Estimated read time: 2-3 minutes
This archived news story is available only for your personal, non-commercial use. Information in the story may be outdated or superseded by additional information. Reading or replaying the story in its archived form does not constitute a republication of the story.
VATICAN CITY (AP) — Pope Francis warned the rich and powerful on Tuesday that God will judge them on whether they fed the poor and cared for the Earth, his latest exhortation on the environment ahead of his eagerly-awaited encyclical on climate change and its effects on the world's most vulnerable.
Francis delivered the warning during a Mass for the Vatican's Caritas Internationalis charity.
In his homily, Francis said the planet has enough food to feed the world but "it seems that there is a lack of willingness to share it with everyone."

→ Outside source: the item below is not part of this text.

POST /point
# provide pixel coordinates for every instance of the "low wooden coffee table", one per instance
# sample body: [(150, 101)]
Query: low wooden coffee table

"We must do what we can so that everyone has something to eat. But we must also remind the powerful of the Earth that God will call them to judgment one day," he said. "And there it will be revealed if they really tried to provide for him in every person, and if they did what they could to preserve the environment so that it could produce this food."
No papal document in recent times has produced as much anticipation or anxiety as Francis' encyclical, which is expected next month. Environmentalists are thrilled that Francis is lending his moral authority to provide an ethical foundation for action to stem climate change. Conservatives, including many Christians, have criticized Francis for wading into the politically charged climate debate.
On Tuesday, one of Francis' key advisers, Cardinal Oscar Rodriguez Maradiaga, said he was stunned by the complaints he had heard during a trip to the United States over a papal document that hasn't even been published yet. He accused those fueling it of an ideology "that is very strongly linked to a vision of capitalism that doesn't want to renounce damaging the environment for the sake of profits."
Francis has said global warming is "mostly" man-made and that humanity has a moral duty to stop it.